No statistically significant interaction was identified between prior reperfusion treatment and timing of DOAC initiation for the composite or individual outcomes. Numerically, early DOAC initiation tended toward lower event rates in patients without reperfusion therapy (3.3% vs. 4.8%), with EVT alone (1.2% vs. 6.4%), and EVT combined with IVT (2.4% vs. 3.3%). For patients treated with IVT alone, rates of adverse events were slightly higher with early DOAC (3% vs. 2%), but this was not statistically significant.

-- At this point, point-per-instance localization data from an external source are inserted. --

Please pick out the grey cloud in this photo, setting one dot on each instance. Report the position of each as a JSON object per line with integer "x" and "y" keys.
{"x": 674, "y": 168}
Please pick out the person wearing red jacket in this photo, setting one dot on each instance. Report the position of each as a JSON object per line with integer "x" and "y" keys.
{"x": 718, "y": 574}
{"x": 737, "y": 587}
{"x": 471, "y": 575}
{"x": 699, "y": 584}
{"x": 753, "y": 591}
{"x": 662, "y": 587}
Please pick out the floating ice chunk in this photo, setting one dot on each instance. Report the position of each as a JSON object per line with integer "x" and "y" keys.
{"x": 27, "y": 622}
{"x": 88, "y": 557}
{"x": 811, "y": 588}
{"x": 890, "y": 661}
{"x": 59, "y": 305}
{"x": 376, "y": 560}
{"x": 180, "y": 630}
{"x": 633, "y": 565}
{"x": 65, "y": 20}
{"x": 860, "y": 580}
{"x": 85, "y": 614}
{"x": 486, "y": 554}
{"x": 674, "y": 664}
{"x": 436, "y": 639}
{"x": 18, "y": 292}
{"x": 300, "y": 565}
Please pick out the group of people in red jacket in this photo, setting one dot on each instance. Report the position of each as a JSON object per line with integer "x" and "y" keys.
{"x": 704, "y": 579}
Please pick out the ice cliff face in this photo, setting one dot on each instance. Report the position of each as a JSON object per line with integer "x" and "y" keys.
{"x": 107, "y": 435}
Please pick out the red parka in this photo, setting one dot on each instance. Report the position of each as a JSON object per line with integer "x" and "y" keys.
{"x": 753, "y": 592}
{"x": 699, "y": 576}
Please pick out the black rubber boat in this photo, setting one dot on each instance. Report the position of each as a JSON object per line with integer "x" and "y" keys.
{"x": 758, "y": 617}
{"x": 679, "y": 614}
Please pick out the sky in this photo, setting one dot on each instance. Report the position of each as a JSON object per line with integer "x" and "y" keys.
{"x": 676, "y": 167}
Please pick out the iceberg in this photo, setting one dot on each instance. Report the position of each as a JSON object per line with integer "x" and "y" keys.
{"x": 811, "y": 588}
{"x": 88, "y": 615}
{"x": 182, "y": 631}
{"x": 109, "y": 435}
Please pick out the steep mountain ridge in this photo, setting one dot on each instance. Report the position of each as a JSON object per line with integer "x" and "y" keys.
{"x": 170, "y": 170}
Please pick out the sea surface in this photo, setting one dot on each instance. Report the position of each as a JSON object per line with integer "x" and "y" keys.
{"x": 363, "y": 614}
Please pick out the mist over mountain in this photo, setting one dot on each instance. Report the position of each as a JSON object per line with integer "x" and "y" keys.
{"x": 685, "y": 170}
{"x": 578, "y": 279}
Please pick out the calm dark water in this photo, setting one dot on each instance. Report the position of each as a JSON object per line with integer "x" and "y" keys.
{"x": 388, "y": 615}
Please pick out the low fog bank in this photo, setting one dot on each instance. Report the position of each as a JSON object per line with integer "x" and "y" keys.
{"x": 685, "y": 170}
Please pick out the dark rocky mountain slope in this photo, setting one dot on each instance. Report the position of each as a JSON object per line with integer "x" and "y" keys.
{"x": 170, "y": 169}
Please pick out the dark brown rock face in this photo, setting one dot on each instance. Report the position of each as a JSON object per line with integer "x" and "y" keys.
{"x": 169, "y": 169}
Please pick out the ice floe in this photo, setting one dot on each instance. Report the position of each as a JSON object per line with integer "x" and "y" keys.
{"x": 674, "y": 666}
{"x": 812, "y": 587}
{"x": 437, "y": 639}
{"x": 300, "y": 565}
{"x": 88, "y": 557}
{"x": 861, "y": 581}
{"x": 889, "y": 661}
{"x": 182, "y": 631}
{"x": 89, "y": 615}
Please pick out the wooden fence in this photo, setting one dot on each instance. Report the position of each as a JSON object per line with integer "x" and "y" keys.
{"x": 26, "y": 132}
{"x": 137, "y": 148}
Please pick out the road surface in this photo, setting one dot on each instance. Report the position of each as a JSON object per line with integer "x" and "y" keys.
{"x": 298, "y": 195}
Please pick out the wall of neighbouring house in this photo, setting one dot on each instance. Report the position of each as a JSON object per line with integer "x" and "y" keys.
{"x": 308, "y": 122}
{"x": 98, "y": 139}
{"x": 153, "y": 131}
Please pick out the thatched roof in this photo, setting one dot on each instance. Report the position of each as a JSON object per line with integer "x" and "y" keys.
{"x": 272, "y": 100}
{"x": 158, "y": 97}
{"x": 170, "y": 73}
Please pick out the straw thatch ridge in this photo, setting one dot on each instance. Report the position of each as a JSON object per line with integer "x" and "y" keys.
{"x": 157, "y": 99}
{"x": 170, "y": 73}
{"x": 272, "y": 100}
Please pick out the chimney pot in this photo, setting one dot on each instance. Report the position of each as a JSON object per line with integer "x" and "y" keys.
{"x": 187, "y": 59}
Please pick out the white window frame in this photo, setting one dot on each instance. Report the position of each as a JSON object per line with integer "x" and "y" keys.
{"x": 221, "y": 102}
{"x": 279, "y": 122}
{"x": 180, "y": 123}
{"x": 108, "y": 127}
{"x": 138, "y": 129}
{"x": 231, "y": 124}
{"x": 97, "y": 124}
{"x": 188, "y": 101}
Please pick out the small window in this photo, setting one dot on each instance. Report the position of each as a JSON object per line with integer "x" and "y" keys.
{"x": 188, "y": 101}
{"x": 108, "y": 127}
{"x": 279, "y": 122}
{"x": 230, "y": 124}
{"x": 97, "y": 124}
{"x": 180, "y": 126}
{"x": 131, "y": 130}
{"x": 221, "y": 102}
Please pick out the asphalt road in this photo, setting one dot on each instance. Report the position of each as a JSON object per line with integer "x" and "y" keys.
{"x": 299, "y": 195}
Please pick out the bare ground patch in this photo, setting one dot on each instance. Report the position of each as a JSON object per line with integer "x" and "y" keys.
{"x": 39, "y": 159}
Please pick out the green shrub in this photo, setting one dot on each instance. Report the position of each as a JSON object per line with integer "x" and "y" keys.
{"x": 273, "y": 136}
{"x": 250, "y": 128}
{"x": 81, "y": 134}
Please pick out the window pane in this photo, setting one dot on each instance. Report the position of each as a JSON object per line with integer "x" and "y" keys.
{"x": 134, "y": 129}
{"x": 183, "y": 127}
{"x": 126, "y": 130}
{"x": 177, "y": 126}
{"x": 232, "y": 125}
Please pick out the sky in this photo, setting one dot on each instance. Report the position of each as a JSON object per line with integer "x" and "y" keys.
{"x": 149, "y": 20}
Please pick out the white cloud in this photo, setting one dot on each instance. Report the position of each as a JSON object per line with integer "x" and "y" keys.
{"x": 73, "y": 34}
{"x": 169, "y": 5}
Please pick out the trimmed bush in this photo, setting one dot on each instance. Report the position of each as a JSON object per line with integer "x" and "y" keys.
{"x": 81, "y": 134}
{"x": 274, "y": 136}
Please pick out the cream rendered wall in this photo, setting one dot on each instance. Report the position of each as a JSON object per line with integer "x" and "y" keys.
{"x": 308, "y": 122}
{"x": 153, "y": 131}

Adjusted odds ratios suggested no modification effect, supporting that the timing of DOAC initiation after an ischemic stroke is safe and effective regardless of prior reperfusion strategy. The data imply that clinicians might consider early DOAC initiation without deferring due to a history of IVT or EVT.
Expert Commentary
The ELAN trial subanalysis provides important evidence to guide anticoagulation timing decisions in complex stroke care scenarios. Previous concerns about hemorrhagic risk after reperfusion therapies have often led to delayed anticoagulation in clinical practice. These findings mitigate that apprehension by demonstrating no interaction effect of reperfusion on outcomes with early DOAC start.

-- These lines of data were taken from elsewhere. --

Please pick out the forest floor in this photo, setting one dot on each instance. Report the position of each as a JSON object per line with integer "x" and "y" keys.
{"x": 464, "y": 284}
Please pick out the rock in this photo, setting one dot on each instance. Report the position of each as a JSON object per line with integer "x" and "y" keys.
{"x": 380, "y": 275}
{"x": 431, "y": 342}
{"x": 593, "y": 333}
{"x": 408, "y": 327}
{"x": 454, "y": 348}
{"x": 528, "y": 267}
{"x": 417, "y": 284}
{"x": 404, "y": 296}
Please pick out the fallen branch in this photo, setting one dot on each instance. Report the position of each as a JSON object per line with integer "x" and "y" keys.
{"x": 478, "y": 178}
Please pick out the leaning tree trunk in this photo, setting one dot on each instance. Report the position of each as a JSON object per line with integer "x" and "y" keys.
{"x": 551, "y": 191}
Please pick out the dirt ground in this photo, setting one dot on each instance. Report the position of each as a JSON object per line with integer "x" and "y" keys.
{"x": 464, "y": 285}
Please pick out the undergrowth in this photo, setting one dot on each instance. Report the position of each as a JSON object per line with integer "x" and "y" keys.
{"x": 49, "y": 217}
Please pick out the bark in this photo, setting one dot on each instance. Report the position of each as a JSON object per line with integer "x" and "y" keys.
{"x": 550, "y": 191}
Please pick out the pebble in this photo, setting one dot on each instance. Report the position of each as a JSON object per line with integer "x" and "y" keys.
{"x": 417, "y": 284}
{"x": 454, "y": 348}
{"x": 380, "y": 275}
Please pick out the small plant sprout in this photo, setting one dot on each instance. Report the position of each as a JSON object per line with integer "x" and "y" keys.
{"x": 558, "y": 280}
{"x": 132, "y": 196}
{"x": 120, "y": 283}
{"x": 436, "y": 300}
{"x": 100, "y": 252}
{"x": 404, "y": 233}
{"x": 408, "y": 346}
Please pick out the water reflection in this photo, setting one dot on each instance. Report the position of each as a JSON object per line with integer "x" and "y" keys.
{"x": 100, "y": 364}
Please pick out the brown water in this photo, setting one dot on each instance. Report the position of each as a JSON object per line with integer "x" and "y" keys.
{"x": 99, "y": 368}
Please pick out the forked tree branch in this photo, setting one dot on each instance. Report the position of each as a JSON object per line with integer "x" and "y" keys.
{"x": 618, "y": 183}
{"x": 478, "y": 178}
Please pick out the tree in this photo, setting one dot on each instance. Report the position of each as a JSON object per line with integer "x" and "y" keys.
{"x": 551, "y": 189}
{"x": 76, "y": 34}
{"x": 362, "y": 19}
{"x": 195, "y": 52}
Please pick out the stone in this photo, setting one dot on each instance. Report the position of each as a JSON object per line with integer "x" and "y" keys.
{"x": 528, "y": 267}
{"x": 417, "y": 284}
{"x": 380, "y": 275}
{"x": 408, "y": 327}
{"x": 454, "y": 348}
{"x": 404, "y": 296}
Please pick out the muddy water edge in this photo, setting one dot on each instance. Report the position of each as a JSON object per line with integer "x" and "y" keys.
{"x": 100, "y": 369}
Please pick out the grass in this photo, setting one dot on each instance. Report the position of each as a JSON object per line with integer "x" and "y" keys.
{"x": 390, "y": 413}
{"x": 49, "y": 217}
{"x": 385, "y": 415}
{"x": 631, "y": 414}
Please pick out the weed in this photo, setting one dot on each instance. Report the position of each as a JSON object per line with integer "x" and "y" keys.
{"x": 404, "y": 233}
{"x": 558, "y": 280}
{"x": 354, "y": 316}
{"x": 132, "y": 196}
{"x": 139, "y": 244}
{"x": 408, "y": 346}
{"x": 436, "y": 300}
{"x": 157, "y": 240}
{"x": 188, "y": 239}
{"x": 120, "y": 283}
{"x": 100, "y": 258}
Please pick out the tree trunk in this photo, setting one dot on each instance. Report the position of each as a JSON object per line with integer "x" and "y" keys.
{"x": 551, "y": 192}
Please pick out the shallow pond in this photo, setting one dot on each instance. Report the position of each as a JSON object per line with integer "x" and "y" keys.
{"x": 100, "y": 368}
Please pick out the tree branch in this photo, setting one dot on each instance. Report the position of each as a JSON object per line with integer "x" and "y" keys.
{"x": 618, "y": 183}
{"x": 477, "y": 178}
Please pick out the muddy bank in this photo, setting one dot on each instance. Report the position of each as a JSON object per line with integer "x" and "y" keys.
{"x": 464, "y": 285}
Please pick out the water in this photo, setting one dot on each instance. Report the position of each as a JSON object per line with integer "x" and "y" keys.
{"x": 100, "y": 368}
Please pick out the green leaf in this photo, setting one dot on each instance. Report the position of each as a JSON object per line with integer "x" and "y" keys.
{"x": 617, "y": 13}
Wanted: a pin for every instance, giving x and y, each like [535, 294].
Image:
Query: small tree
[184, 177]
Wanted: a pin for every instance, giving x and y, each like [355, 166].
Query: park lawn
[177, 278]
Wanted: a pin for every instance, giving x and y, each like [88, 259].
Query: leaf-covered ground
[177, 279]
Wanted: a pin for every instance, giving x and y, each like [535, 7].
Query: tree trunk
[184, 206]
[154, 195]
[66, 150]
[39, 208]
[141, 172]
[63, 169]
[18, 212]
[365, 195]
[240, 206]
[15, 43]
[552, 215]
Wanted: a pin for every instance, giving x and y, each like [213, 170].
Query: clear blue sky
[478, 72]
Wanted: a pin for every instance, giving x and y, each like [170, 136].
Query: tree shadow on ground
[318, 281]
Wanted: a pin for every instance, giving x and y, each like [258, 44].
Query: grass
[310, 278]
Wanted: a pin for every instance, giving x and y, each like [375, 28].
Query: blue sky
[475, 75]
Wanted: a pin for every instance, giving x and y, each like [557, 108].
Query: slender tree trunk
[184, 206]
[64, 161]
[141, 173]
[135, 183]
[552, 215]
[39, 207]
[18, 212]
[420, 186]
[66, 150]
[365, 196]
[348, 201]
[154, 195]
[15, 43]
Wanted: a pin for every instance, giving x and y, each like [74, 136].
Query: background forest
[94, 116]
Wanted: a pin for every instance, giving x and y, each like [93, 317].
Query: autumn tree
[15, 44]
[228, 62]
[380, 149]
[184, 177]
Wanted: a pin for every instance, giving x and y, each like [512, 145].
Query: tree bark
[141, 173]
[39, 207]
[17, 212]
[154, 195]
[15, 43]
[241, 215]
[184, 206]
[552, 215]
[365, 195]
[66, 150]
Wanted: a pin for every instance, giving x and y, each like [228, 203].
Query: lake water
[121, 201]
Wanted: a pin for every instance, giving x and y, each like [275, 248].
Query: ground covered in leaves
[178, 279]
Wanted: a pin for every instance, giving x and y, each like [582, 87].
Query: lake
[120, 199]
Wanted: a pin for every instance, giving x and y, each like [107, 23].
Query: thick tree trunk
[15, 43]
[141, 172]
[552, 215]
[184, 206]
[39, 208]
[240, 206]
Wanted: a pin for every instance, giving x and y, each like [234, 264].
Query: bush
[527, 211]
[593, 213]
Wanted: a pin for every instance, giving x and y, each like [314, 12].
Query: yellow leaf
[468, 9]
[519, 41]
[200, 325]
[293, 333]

Limitations of this analysis include its post hoc nature and the relatively small subgroup sizes for EVT and combined EVT+IVT cohorts, which could limit statistical power for interaction detection. Further studies could explore longer-term outcomes and different stroke severities. Nonetheless, this study aligns with accumulating evidence supporting early anticoagulation initiation as a safe approach in AF-related ischemic stroke.
Conclusion
This prespecified subanalysis of the ELAN trial confirms that prior reperfusion therapy does not modify the effect of early versus late DOAC initiation on key clinical outcomes in patients with atrial fibrillation and acute ischemic stroke. Early anticoagulation remains a safe and beneficial strategy across different reperfusion modalities, encouraging prompt secondary stroke prevention without additional delay in this patient population.
References
Wouters A, Demeestere J, Rossel JB, Devroye A, Desfontaines P, Vanacker P, Hemelsoet D, Yperzeele L, Rutgers MP, Peeters A, Vynckier J, Yoshimoto T, Tanaka K, Vehoff J, Matsuzono K, Kulyk C, Sibolt G, Slade P, Salerno A, Kunieda T, Hakim A, Rohner R, Abend S, Goeldlin M, Dawson J, Fischer U, Lemmens R; ELAN Investigators. Prior Reperfusion Strategy Does Not Modify Outcome in Early Versus Late Start of Anticoagulants in Patients With Ischemic Stroke: Prespecified Subanalysis of the Randomized Controlled ELAN Trial. Stroke. 2025 Aug;56(8):2000-2008. doi: 10.1161/STROKEAHA.125.050646. Epub 2025 May 22. PMID: 40402090.